Ein Team des Oxford Internet Institute hat zudem die auf Twitter in den vergangenen zehn September-Tagen 2018 veröffentlichten Storys untersucht und festgestellt, dass das, was sich als "Junk-News" bezeichnen lässt, ein Viertel aller während des Projekts veröffentlichten Links ausmachte. Das sei mehr als die Anzahl professioneller Nachrichten, die während dieser Zeit geteilt wurden. Die Forscher konnten zudem darstellen, wie Junk-Nachrichten in sozialen Netzwerken verbreitet werden. Sie fanden dabei heraus, dass Verschwörungstheorien und andere Fehlinformationen, die sich einst auf ein sehr rechtes Publikum beschränkten, jetzt auch unter Mainstream-Konservativen freier geteilt wurden.

Ungenügende Selbstregulierung

Solche Studien bieten den Experten zufolge nur unvollständige Bilder von den Ereignissen in sozialen Netzwerken, da die Dienste ihnen normalerweise keinen ungehinderten Zugriff auf ihre Daten bieten. Der Kurznachrichtendienst Twitter hatte beispielsweise Probleme mit der Oxford-Studie und stellt fest, dass in der Forschungsarbeit nur ein öffentlicher Feed von Tweets verwendet wurde, der nicht die Filterung widerspiegeln würde, die Twitter zum Entfernen von schädlichem oder Spam-Material verwendet.

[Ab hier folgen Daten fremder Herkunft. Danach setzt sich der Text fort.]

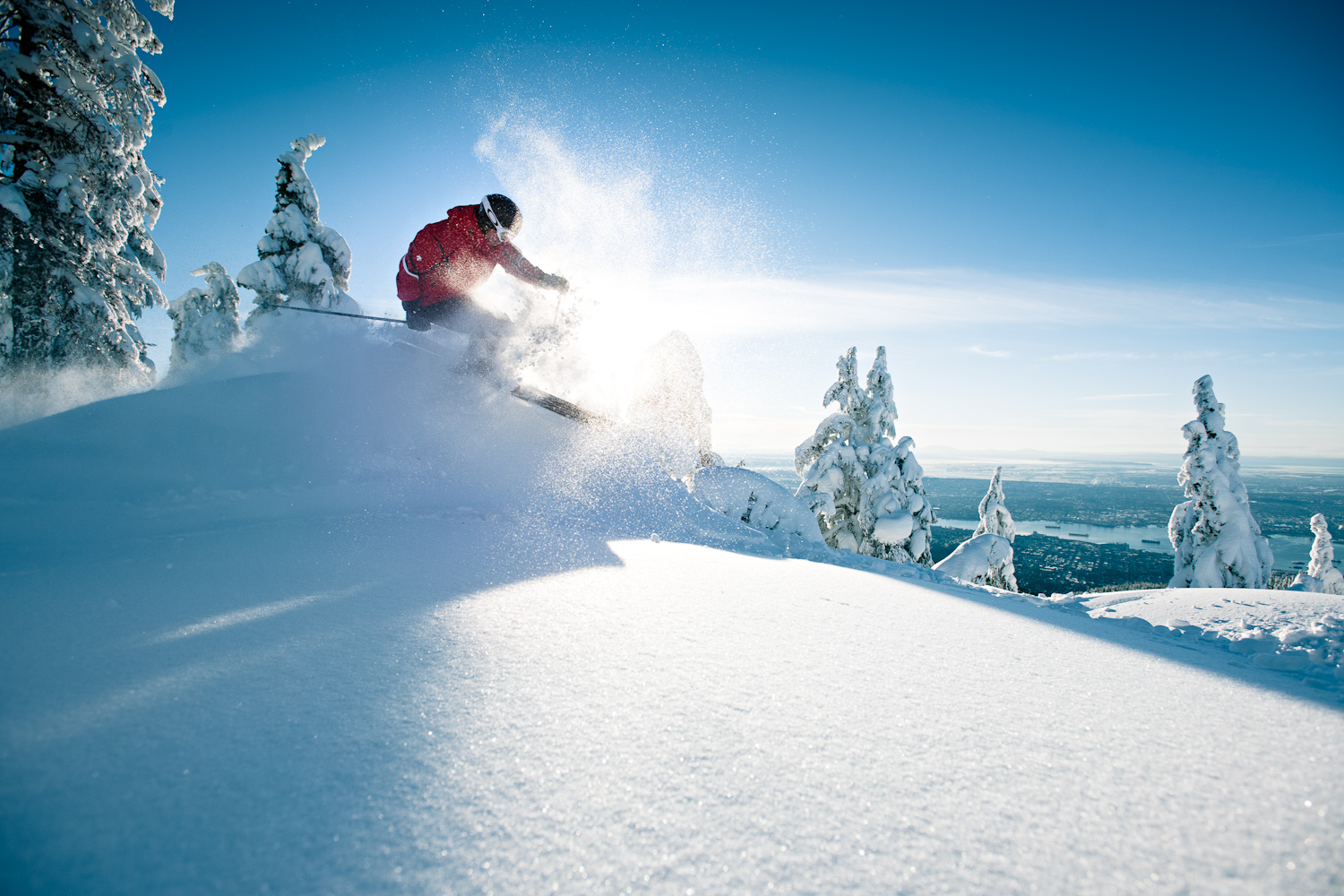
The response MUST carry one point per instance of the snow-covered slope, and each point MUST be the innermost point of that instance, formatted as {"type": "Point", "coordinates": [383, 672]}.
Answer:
{"type": "Point", "coordinates": [366, 626]}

Twitter prangert an, dass die Oxford-Forscher den Begriff "Junk-News" zu weit fassen. Sie klassifizieren darunter auch konservative Seiten wie "Breitbart News" und den "Daily Caller". Twitter argumentiert, dass ein Verbot von "Medienunternehmen, die Ansichten innerhalb der amerikanischen Gesellschaft widerspiegeln", die öffentliche Debatte ernsthaft behindern würde.

Die Kritiker sind sich jedoch einig, dass das werbebasierte Geschäftsmodell, insbesondere von Facebook, für Propagandisten bestens geeignet sei. "Sie regulieren sich nicht selbst. Diese Netzwerke wollen einfach nur Gewinn machen und das, was sie bisher getan haben, ist noch lange nicht genug", sagt Dora Kingsley Vertenten von der University of Southern California.